Attacks on Christians on the rise in Pakistan’s urban areas: report
This year’s State of the World’s Minorities and Indigenous Peoples 2015 focuses on cities and shows that a shift towards urban life has entrenched discrimination and fuelled insecurity for marginalized Asian communities.
The report says that Asia is home to many of the fastest urbanizing countries in the world, with a growing number of minorities and indigenous peoples migrating to cities. Many leave rural areas due to declining agricultural employment or displacement caused by armed conflict or development projects. But urban minorities and indigenous peoples often face isolation, inadequate housing and limited employment opportunities, says the new report.
‘Minorities and indigenous peoples make up a significant portion of Asia’s urban populations, yet the benefits of economic growth have not been equally shared,’ says Mark Lattimer, Executive Director at MRG. ‘In fact, the expansion of Asia’s cities has made some communities more vulnerable to exploitation and abuse, while exacerbating existing inequalities and communal tensions.’
Minorities and indigenous peoples in Southeast Asia have been the targets of evictions to make way for urban development projects, for example in Cambodia, or reduced to tourist attractions, such as in Thailand. Other urban minority populations have been openly discriminated against, including religious minorities in Ho Chi Minh City, Vietnam, or violently targeted, like the Rohingya in Sittwe, Burma.
In South Asia the rapid expansion of cities has led to the growth of slums and informal settlements, often on the periphery of cities. In this context, Dalits are particularly vulnerable to exploitative or unsanitary employment, such as manual scavenging, and represent one in five of urban slum dwellers in India. Urban Dalit women are subjected to additional layers of discrimination, including sexual violence and harassment.
In addition, many minority communities, such as Pakistan’s Christians and Shi’a, are increasingly being targeted for violent attacks in urban areas.
In East Asia, rapid urban growth is transforming China and leading to forcible resettlement, destruction of heritage and other impacts that have been felt especially acutely by Tibetan and Uyghur minorities. For example in Kashgar, the state-led destruction of the city’s historic Uyghur architecture is a major contributor to unrest in the Xinjiang region.
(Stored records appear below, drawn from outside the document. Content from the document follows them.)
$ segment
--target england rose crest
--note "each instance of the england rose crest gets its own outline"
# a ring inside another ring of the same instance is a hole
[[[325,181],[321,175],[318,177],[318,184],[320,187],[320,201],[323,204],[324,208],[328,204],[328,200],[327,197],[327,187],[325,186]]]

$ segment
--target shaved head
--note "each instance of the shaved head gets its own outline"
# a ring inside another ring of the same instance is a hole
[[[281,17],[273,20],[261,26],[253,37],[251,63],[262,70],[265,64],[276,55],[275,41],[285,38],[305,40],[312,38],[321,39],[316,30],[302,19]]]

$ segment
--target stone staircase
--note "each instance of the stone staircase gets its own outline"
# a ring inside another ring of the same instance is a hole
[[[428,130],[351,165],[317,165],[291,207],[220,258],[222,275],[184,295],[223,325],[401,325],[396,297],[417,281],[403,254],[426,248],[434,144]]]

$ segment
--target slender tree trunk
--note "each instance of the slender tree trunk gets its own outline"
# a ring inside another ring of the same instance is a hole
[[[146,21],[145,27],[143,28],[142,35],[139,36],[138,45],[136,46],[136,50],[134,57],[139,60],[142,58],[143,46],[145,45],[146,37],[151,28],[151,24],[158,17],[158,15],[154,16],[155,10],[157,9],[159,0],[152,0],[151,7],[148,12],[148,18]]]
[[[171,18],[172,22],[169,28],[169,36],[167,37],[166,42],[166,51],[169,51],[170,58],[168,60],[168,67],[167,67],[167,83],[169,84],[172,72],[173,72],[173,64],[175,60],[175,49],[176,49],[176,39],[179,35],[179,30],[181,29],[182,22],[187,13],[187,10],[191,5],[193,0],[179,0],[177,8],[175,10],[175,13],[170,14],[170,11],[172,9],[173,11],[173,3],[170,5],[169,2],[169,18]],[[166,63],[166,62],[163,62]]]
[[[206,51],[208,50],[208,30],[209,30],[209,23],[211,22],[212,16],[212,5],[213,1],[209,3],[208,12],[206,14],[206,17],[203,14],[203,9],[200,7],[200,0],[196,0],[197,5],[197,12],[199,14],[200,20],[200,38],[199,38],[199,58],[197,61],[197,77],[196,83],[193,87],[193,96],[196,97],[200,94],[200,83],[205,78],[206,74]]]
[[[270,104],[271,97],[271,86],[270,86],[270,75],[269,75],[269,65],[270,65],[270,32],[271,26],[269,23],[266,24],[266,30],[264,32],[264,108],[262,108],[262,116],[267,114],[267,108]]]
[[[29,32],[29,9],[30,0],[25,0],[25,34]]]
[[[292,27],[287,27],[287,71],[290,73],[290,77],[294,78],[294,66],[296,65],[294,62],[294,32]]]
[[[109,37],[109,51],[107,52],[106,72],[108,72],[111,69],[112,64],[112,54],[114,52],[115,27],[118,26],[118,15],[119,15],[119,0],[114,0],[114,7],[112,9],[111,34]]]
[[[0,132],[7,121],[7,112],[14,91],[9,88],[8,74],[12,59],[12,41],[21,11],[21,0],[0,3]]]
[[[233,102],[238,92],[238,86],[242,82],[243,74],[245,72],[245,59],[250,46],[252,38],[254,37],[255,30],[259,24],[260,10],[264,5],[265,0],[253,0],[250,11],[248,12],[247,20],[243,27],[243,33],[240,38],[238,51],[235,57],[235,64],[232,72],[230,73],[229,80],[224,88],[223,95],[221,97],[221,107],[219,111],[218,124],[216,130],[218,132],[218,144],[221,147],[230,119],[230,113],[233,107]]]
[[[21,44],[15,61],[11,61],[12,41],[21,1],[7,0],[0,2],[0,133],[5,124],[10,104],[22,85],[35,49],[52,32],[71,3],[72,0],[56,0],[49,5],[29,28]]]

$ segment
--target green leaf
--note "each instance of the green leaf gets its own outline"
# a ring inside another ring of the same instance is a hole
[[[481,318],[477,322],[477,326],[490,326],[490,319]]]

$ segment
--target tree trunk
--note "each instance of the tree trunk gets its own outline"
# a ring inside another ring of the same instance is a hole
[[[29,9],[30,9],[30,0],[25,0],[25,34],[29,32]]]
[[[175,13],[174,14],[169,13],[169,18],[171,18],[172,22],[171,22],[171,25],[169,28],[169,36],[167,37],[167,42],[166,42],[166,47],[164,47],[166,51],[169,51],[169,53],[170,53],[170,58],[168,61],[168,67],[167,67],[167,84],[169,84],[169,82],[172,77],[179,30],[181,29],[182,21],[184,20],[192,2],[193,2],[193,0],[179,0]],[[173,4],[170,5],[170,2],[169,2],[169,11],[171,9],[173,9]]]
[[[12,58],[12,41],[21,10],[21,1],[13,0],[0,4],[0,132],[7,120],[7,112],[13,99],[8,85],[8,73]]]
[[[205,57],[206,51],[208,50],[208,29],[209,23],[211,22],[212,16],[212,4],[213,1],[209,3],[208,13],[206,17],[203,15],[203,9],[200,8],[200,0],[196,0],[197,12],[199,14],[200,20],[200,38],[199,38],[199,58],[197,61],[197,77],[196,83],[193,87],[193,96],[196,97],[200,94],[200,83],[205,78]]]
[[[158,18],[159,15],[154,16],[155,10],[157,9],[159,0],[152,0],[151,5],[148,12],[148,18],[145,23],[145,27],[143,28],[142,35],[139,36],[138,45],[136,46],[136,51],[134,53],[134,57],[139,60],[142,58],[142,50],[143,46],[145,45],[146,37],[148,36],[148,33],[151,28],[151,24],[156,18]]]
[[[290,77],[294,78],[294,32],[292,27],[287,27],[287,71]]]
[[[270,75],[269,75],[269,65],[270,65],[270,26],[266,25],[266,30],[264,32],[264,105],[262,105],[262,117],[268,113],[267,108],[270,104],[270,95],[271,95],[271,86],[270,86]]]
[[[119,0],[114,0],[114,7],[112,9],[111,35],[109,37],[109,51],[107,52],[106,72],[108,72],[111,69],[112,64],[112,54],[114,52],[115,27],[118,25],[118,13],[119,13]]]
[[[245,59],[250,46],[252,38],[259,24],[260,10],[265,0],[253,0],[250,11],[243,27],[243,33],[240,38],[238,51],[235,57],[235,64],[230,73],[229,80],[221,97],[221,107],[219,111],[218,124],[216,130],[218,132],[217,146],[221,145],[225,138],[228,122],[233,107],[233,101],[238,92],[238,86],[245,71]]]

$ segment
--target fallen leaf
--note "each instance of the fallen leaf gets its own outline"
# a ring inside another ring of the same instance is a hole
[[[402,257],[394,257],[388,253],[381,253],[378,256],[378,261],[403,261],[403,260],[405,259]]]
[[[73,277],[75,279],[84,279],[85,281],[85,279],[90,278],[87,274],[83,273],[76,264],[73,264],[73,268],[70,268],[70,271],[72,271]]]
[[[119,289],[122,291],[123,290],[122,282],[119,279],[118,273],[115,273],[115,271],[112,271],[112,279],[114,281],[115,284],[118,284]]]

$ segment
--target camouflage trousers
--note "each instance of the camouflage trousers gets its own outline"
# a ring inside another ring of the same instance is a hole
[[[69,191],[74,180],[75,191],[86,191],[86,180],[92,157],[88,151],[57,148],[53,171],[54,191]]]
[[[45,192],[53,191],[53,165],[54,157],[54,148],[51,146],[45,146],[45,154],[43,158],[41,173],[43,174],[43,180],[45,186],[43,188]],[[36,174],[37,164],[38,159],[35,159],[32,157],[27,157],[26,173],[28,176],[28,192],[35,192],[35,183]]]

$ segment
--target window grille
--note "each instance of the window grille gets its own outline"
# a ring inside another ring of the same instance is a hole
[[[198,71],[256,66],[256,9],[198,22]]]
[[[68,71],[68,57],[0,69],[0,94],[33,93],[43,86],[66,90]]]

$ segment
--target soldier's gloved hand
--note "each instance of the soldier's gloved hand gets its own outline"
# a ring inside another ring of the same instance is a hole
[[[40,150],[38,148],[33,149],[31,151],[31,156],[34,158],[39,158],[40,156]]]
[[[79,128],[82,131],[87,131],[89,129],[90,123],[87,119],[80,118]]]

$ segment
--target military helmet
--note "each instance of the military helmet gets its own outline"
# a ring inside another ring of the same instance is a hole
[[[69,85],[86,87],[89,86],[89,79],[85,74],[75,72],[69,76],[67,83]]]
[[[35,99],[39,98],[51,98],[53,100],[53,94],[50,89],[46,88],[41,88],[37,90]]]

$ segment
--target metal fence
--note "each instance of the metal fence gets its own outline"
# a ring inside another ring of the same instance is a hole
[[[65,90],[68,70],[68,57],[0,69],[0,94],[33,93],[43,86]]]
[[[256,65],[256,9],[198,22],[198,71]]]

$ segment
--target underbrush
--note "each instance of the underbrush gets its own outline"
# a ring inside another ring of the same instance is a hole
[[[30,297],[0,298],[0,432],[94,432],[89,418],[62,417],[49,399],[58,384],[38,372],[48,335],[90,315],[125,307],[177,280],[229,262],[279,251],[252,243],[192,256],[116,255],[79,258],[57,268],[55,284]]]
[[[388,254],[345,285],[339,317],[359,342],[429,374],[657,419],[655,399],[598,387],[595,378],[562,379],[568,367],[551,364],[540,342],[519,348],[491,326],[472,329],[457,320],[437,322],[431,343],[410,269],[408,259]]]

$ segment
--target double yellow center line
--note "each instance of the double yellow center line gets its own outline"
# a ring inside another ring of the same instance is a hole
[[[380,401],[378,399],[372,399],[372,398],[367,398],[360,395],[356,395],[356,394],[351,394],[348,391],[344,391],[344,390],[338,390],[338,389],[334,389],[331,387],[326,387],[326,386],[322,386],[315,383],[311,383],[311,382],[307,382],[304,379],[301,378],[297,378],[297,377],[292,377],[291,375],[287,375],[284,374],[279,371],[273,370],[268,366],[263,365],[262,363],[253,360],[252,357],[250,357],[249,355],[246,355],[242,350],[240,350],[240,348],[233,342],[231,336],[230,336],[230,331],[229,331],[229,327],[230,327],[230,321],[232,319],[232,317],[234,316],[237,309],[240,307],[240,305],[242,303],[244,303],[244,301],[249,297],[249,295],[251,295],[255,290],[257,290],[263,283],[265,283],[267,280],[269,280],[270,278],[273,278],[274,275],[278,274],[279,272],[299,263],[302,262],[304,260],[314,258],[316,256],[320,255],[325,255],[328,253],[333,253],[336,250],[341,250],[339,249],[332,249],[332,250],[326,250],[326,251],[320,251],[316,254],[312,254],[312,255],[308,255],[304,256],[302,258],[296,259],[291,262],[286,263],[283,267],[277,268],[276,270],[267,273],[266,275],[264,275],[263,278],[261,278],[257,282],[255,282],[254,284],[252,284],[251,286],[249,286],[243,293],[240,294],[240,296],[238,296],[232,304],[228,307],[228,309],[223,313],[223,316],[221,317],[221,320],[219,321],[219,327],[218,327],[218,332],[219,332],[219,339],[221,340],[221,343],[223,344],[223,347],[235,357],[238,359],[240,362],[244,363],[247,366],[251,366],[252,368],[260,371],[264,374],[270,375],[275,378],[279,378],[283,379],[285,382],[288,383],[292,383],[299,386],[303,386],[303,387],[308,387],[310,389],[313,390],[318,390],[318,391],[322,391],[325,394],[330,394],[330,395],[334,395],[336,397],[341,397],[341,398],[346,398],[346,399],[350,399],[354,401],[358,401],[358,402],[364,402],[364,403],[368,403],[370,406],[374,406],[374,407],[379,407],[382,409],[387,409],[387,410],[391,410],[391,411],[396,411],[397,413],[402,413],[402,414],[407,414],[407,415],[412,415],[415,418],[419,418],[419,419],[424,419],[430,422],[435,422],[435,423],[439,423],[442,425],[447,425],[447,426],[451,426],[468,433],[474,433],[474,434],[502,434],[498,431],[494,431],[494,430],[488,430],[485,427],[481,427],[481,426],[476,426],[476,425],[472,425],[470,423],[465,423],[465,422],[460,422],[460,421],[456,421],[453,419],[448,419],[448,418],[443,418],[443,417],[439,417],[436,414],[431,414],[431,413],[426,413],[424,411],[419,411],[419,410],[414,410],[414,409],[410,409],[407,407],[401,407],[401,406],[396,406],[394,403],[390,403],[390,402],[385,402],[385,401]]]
The pressures of integrating in urban areas can also pose a threat to the identities of minority and indigenous communities. For indigenous Australians some elements of traditional heritage have largely vanished. While 56 per cent of those in rural areas speak an indigenous language, this figure falls to just 1 per cent in urban areas.
Some 70 percent of the world’s indigenous peoples reside in Asia, posing unique challenges as well as opportunities for its diverse urban populations. In Oceania, for example, traditional indigenous solutions to environmental hazards are being applied to the defence of urban areas from climate change. Similarly, in Baguio City in the Philippines, indigenous women are earning a living through the application of traditional vermiculture to solid waste recycling.
‘Ensuring minority and indigenous peoples’ rights in urban areas benefits not only the communities themselves, but the entire urban population,’ added Lattimer. ‘Their inclusion is therefore an essential element for any city seeking to become more socially just and sustainable in the long term.’